Example 2: sum() with groupBy() in Sales Data Analysis
Let's consider a more realistic scenario: analyzing sales data for a retail store. Suppose we have a DataFrame with sales records, including the product name and the total sales amount.
# Sample sales data
sales_data = [
("Laptop", 1200.00),
("Smartphone", 800.00),
("Tablet", 600.00),
("Laptop", 1500.00),
("Smartphone", 950.00)
]
# Create DataFrame
sales_df = spark.createDataFrame(sales_data, ["Product", "Sales"])
# Show the DataFrame
sales_df.show()
# Calculate total sales for each product
total_sales_by_product = sales_df.groupBy("Product").agg(sum("Sales").alias("Total_Sales"))
total_sales_by_product.show()
Output:

Explanation:
- Group By: We use groupBy("Product") to group the sales records by product name.
- Aggregation: The agg(sum("Sales").alias("Total_Sales")) computes the total sales for each product, renaming the result to "Total_Sales".
Example 3: Using sum() with Conditions
We can also compute sums conditionally using the when function.

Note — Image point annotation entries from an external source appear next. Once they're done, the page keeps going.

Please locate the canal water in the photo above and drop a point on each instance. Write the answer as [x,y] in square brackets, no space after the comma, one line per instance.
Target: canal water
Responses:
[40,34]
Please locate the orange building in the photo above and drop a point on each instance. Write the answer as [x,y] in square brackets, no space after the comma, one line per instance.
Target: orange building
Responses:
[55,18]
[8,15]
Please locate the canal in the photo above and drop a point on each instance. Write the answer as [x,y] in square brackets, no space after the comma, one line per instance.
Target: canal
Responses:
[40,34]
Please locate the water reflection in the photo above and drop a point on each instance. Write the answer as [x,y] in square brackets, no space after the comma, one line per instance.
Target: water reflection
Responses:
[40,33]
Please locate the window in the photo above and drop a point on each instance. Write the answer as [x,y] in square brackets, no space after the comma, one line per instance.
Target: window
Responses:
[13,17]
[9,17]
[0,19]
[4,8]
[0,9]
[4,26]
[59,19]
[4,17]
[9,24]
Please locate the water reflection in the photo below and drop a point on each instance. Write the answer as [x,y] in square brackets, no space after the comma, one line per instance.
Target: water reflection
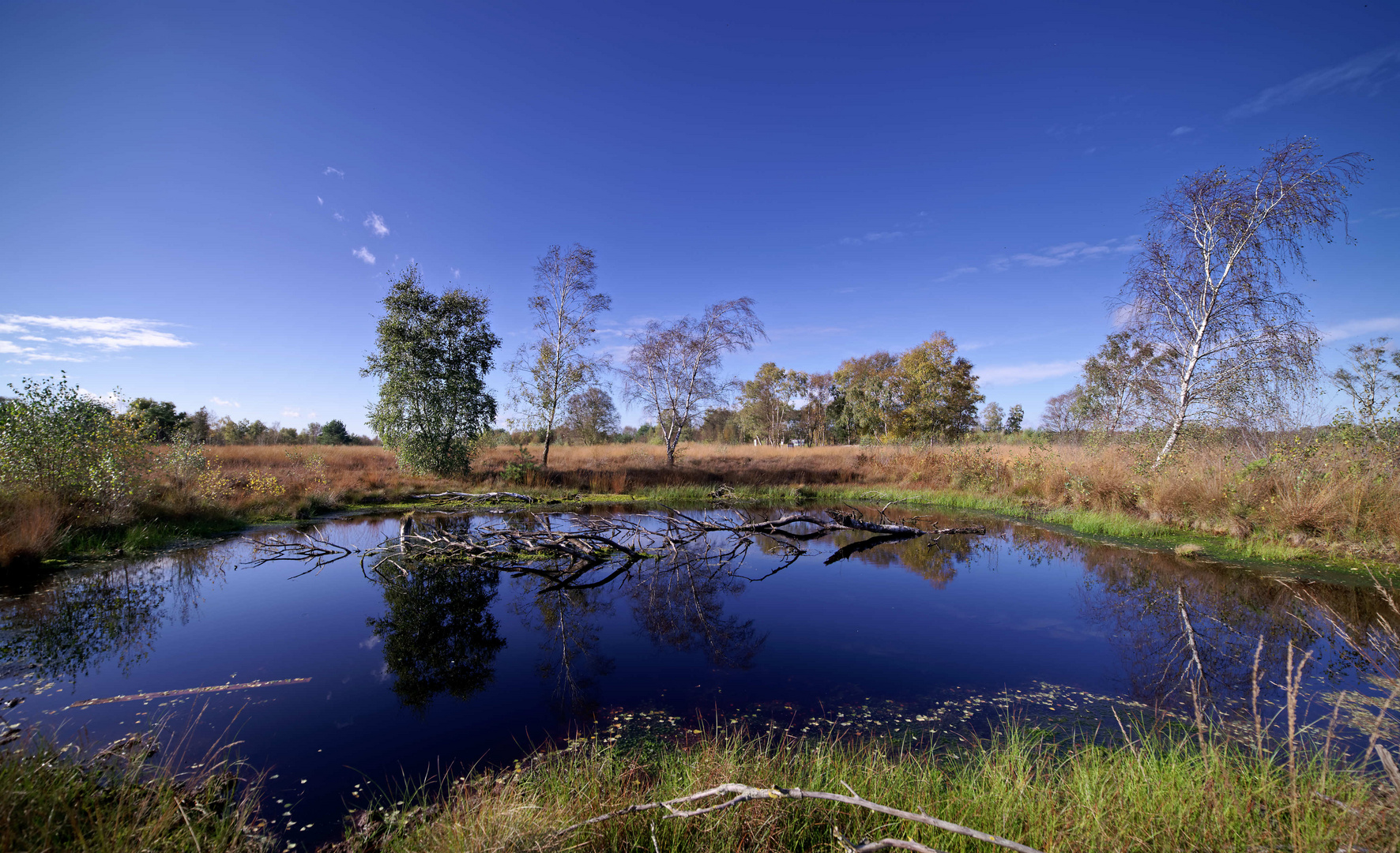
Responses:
[569,624]
[77,622]
[437,632]
[683,610]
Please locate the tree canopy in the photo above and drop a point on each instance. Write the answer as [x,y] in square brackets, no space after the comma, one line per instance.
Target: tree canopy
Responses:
[431,358]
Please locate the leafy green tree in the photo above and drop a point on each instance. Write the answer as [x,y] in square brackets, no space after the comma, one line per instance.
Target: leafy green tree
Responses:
[1122,384]
[591,415]
[59,442]
[333,433]
[157,422]
[431,359]
[1014,418]
[1367,381]
[552,369]
[992,418]
[868,394]
[674,370]
[766,402]
[939,391]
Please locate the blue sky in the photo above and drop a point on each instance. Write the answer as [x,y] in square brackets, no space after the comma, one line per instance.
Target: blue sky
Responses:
[202,202]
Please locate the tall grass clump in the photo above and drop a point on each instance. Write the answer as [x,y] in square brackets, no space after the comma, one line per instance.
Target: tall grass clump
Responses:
[121,800]
[1161,791]
[65,458]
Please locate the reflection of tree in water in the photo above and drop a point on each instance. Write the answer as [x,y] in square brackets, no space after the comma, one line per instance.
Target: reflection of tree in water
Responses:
[569,622]
[81,619]
[682,608]
[935,561]
[1154,605]
[437,632]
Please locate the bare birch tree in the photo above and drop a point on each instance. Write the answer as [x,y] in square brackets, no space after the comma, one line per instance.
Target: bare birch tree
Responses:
[1209,287]
[555,366]
[674,370]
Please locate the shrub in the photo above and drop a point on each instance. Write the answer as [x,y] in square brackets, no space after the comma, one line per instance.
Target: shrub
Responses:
[58,442]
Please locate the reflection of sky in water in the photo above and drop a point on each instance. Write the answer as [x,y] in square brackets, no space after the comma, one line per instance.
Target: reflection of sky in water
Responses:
[462,667]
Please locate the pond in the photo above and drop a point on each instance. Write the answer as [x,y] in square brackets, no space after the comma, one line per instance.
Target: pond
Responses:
[381,675]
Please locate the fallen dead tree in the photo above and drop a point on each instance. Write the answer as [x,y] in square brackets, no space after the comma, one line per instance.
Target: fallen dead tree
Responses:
[747,793]
[581,551]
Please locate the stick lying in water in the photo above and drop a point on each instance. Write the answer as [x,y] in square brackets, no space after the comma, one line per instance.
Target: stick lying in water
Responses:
[190,691]
[743,793]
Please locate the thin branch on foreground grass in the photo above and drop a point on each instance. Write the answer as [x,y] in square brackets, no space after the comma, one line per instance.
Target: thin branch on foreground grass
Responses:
[745,793]
[479,498]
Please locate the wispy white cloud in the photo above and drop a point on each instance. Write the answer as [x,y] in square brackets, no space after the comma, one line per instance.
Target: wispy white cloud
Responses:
[1361,73]
[1021,374]
[957,273]
[872,237]
[1066,253]
[1356,328]
[79,336]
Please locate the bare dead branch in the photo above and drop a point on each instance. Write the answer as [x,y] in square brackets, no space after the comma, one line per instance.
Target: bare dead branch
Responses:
[480,498]
[745,793]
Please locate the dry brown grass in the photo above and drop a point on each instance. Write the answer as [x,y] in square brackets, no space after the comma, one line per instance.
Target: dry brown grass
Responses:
[1320,496]
[1323,494]
[30,527]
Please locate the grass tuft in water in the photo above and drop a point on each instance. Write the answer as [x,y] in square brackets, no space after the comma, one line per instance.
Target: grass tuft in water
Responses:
[121,800]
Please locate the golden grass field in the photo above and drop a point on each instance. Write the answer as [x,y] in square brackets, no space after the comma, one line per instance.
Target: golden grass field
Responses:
[1315,496]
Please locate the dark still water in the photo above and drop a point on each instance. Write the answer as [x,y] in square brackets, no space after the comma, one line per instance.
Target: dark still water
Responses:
[450,667]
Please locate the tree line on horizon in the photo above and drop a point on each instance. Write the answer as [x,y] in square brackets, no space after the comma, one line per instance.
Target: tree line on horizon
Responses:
[161,423]
[1210,335]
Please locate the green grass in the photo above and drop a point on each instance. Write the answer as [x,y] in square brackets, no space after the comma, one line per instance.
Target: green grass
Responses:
[1162,793]
[119,800]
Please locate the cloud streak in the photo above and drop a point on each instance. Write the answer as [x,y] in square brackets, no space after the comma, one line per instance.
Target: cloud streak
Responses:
[1358,74]
[80,338]
[1064,254]
[872,237]
[957,273]
[1022,374]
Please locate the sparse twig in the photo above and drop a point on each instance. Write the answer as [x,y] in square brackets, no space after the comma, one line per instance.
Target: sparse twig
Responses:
[745,793]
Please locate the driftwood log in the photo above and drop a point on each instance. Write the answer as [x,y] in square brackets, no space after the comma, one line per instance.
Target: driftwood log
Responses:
[747,793]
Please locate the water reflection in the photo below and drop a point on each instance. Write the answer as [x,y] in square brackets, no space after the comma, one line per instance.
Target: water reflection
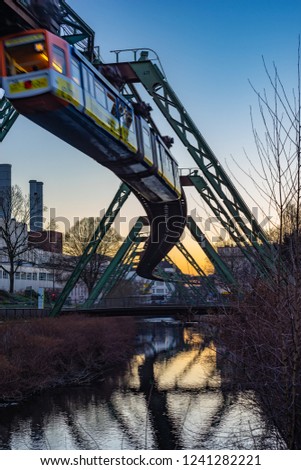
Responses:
[170,397]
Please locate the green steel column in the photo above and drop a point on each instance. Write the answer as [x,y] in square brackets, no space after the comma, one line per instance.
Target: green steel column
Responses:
[177,116]
[8,115]
[213,256]
[111,269]
[196,266]
[104,225]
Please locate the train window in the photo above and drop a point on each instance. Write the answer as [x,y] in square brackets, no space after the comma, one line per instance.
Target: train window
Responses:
[85,79]
[25,54]
[100,95]
[58,59]
[159,156]
[112,107]
[176,176]
[91,84]
[75,72]
[146,137]
[126,116]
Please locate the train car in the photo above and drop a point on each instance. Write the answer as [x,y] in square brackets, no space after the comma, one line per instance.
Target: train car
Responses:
[51,83]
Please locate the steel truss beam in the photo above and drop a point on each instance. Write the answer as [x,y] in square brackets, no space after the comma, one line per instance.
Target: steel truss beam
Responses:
[227,222]
[103,227]
[74,30]
[181,278]
[212,255]
[169,104]
[8,115]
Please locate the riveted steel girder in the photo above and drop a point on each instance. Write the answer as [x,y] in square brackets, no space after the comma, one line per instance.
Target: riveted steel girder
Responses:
[103,227]
[224,190]
[118,266]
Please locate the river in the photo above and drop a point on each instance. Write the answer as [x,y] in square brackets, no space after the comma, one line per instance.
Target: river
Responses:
[171,396]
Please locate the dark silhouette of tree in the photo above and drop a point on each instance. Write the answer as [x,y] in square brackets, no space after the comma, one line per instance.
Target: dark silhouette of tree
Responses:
[14,210]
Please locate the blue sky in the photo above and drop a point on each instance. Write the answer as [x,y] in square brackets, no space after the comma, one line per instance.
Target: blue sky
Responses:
[209,50]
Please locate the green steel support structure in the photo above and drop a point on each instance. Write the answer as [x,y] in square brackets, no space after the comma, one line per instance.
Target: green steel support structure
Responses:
[122,270]
[182,278]
[210,287]
[112,274]
[213,256]
[104,225]
[234,206]
[8,115]
[227,222]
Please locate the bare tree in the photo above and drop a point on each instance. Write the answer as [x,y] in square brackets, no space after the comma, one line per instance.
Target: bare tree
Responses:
[265,334]
[77,239]
[14,210]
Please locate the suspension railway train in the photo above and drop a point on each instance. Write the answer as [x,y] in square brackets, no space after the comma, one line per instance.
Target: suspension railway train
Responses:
[50,82]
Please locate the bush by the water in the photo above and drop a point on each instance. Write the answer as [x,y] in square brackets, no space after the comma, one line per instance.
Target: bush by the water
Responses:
[42,353]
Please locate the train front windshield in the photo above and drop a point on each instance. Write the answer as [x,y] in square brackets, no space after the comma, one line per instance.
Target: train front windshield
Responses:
[25,54]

For instance, if we want to calculate total sales only for products that exceeded a certain threshold.
from pyspark.sql.functions import when
# ...
# Calculate total sales for products with sales greater than 1000
conditional_sum = sales_df.where("Sales > 1000").agg(sum("Sales").alias("Total_Sales_Above_1000"))
conditional_sum.show()
Output:

Explanation:
- Filtering: The where("Sales > 1000") filters the records to include only those with sales over 1000.
- Aggregation: The sum of the filtered records is computed.
Conclusion
The sum() function in PySpark is a fundamental tool for performing aggregations on large datasets. Whether you're calculating total values across a DataFrame or aggregating data based on groups, sum() provides a flexible and efficient way to handle numerical data.
In real-world applications, this function can be used extensively in data analysis tasks such as sales reporting, financial analysis, and performance tracking. With its ability to process massive amounts of data quickly, PySpark's sum() function plays a crucial role in the analytics landscape.